Abstract-Incorporating multi-resolution capabilities into imagers renders additional power saving mechanisms in the subsequent image processing. In this paper, we show how, by exploiting a certain mask structure, 3 × 3 kernels can be reduced to 2 × 2 kernels if charge redistribution is provided at the focal plane of the imaging device. More precisely, by averaging and shifting a half-resolution pixel grid, we will have a pre-processed image, subsampled by a factor of 2 on each dimension, that can be filtered with a mask of a reduced size. Very useful image filtering kernels, like a 3 × 3 Gaussian kernel for image smoothing, or the well-known Sobel operators, fall into this category of reducible kernels. Operating onto the pre-processed image with one of these reduced kernels represents a smaller number of operations per pixel than realizing all the multiply-accumulate operations needed to apply a 3 × 3 kernel. Memory accesses are reduced in the same fraction. Concerning the difficulties of providing this pre-processed image representation, we propose a methodology for obtaining it at a very low power cost. It requires the implementation of user definable image subdivision and subsampling at the focal plane. Experimental results are given, obtained from measurements on a CMOS imager prototype chip incorporating these multi-resolution capabilities.
I. INTRODUCTION
The advances in CMOS integration have permitted the development of smart CMOS image sensors [1] . These chips incorporate concurrent image sensing and processing. One of the main advantages of this integration is the possibility of transferring a large part of the computational load associated with early vision tasks to the focal plane. The sensor array becomes a specialized processor with an adapted architecture. In early vision, processing is characterized by regular, local computations with inherent pixel-level parallelism. These computations are precisely the most time-and power-consuming tasks on DSP-based systems [2] . By incorporating processing capabilities at the focal-plane, in most of the occasions by efficiently using devices operating in analog mode, the computational load of the main digital processor can be greatly alleviated. The result is the realization of early vision tasks at record performances in speed, power and area [3] [4] [5] . In this paper we are showing how very simple additional circuits at the focal plane lead to improvements in the system power consumption. In particular, we will demonstrate that, by exploiting the internal structure of the convolution kernels, we can operate onto a focal-plane pre-processed image obtaining virtually identical results with only 45% of the operations needed when applying the original kernels.

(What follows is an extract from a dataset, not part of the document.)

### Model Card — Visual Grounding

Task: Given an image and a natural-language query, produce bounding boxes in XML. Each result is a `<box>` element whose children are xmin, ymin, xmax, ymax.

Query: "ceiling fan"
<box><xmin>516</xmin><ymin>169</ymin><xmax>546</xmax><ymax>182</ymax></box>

One of the most basic operations that can be implemented at the focal plane, without producing a significant signal degradation, is the averaging of disjoint groups of pixels. This can be achieved by charge redistribution right after, or even in parallel with, photocurrent integration. This will be the starting point of our proposal. We will explain how 3 × 3 kernels of a particular structure can be transformed into 2 × 2 kernels to be applied to the pre-processed images. Then we will show how this focal-plane pre-processing can be implemented at negligible power consumption with a working prototype chip.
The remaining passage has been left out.